In your ROScon slides (http://roscon.ros.org/2016/presentations/sros.pdf) , you mention in your ToDo slide (Slide #11) “Harden Master and Slave API calls where caller’s privilege must be checked before response”. Have you already dealt with modifying ROS API functions in SROS to include an authentication token?
I am thinking of an SROS extension which includes modifying the Master API call (register call) from a node to the master, to include a node-authentication-token. This would mean that the node registration would be successful at the master only if this token is verified correctly. In addition to your answers to the above questions, it would be great to know your thoughts on this idea.
Great questions! I’ll try to answer each in turn, but first let me clarify some possible misnomers.
If we are starting from scratch, then:
Upon starting the SROS keyserver, it would supposedly have note initialized keystore, and thus would generate some certificate authorities (CA) as specified by the default config. You could also give it a CA to start with or tell it to make an intermediate CA with it as well. By default currently it’ll generate a root CA, and then use that to make an intermediate mater CA. The default config tells the keyserver to reserve the master CA for ROS nodes, but again this is all stuff you could reconfigure or customize. However, this master certificate for CAs are not the same ones that are used by say the ROS master node from transport. Giving a certificate CA and transport use-permissions would be dangerous, so we always separate the roles of CA and trasport certs. Thats why in the ROSCon demo, the tree command listed two master certs, on in the keystore’s CApath, and another in the master node’s individual nodestore.

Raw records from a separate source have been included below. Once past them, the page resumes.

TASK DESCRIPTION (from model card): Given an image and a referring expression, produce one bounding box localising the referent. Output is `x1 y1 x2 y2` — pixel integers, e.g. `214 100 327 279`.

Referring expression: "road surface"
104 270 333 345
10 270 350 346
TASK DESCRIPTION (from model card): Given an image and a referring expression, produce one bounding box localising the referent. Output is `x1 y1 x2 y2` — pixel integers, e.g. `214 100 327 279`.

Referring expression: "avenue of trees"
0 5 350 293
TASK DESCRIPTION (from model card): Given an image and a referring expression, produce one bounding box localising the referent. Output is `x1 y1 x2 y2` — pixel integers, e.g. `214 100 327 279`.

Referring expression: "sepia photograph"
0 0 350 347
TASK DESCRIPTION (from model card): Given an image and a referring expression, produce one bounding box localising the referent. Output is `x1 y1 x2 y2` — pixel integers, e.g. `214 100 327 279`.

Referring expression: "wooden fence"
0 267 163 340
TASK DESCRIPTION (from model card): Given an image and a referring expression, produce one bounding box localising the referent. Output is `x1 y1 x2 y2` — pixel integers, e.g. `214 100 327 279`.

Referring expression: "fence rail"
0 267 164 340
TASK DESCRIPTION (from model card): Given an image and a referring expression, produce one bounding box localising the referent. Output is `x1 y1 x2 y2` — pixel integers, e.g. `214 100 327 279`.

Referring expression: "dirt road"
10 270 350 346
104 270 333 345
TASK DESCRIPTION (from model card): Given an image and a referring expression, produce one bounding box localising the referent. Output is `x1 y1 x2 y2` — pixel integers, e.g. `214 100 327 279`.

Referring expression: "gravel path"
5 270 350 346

If you then ran sroscore, then the rosmaster, roslaunch, and roslog nodes would start and connect to the keyserver before they could talk to each other. Node request certificate and key pairs from from the keyserver, BUT they do not do this by sending a whole certificate signing request (CSR). With the intent of making the modifications to the ROS client library as light as possible to support SROS, I chose to not make the client responsible for generating the CSR, as this would bring a host of other dependencies for PKI generating into client library itself.
Instead, I deferred that responsibility to the keyserver, as only it is fully aware of the policy profile context necessary for embedding the access control extensions into the X.509 certificate. If nodes did submit CSRs, then we’d have to also enable the keyserver the ability to scrutinize those CSRs for permission escalations, just like your web certificate authority provider would do if you were requesting a SSL cert for a https domain. Rather than doing all of that, the node simply provides its ROSgraph own domain name, and the keyserver uses this to lookup the applicable certificate recipe.

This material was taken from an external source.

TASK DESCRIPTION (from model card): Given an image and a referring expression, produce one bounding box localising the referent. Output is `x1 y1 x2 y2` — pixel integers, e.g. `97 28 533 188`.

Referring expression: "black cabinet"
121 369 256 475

Now you may ask yourself, how does this solve the chicken or the egg problem of establishing trust if any old node can ask the keyserver using any old namespace? Well it doesn’t, but we provide some methods to do this. First is that the user can specify secretes (tokens you might say) to the keyserver (via shell environment) to use to cipher private keys for a given node namespace, then requesting nodes should also know that secret by the user (via handcuffed briefcase or ssh etc.) at runtime so the node can decrypt its own received private key.
Another way is to enable the keyservers client-verification mode it uses for TLS connections from ROS nodes. So this would require nodes to use an intermediate certificate (signed from a CA that the keyserver would trust) to connect to the keyserver at all. However the really shouldn’t be running your keyserver on an exposed network to begin with.

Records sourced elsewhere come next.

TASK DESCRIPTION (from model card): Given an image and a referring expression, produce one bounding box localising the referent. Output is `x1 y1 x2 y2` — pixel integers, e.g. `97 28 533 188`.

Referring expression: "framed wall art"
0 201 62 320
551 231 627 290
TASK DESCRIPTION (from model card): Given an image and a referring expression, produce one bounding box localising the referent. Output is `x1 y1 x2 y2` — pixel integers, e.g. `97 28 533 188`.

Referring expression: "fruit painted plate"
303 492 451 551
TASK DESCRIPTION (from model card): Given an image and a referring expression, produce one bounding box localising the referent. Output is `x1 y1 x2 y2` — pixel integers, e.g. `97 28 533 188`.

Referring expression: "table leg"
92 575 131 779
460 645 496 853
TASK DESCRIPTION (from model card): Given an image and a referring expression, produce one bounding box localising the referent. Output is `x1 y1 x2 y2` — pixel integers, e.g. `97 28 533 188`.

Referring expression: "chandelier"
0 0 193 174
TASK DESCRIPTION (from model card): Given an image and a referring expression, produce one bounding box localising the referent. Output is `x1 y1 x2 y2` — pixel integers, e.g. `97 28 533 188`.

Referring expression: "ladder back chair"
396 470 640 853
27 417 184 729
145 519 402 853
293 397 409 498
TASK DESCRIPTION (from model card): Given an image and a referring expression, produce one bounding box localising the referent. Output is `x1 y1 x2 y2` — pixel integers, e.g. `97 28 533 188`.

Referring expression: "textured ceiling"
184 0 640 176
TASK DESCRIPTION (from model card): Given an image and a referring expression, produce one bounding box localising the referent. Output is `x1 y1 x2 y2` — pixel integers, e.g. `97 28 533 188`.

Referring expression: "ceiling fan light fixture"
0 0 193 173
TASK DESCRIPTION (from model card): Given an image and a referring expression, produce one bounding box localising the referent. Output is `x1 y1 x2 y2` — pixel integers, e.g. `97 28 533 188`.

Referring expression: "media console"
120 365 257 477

Once the nodes have the keys and certs, then upon their p2p connection they verify each other’s certificates. However, the signature does not necessarily need to be from a “master” CA, it just needs to be from a CA that is already trusted by being in the CApath for the keystore of the verifying node. By checking that the cert signatures are from trusted CAs within their own CA path, this would allow for a multiple of other schemes such as signing certain subgraphs of the ROS network with different levels of CAs, or giving only certain CA public certs to a limited set CApath for special node keystore.
Well because TLS is sort of a stateful connection, there is a handshaking process, this requires the use of TCP. So essentially all topic, service and parameter level API call in SROS currently use TLS/TCP for the network layer. I am not fully aware of the best methods to do this for UDP based connections, but perhaps someone else might want to interject here about that.
Currently the keyserver does in fact fulfill that role of signing, as it uses the CAs you give it to sign the public certificates it generates. When nodes connect to the master node, they will already have had their certificates properly signed, otherwise the master node would just reject the TLS connection at the handshake stage. However, the master does indeed check that the node is authorised to register or deregister a topic (among other API actions) by scrutinizing the access control extensions in the certificate of the TLS connection.
This follows from what I mentioned for the previous question, in that nodes, including the master node, have validators that are used to check if the other nodes is authorised to serve or call a given API function. You can see some of this in the source code here:
So I’ve added basic checks to most of the API, but there is the bigger todo/question as to how we should safe gard the rest of the less abvious API calls. Personally I think defining a OID for the remaining API functions and checking for it presence in a certificate might be a good way for designating permission for their execution or calling. However I’d like to avoid getting too verbose and overloading the certificate payload with so many rules. So perhaps we could partition the API call into categories and alot OIDs to those groupings (like some call only a master can serve, and some only a slave can call).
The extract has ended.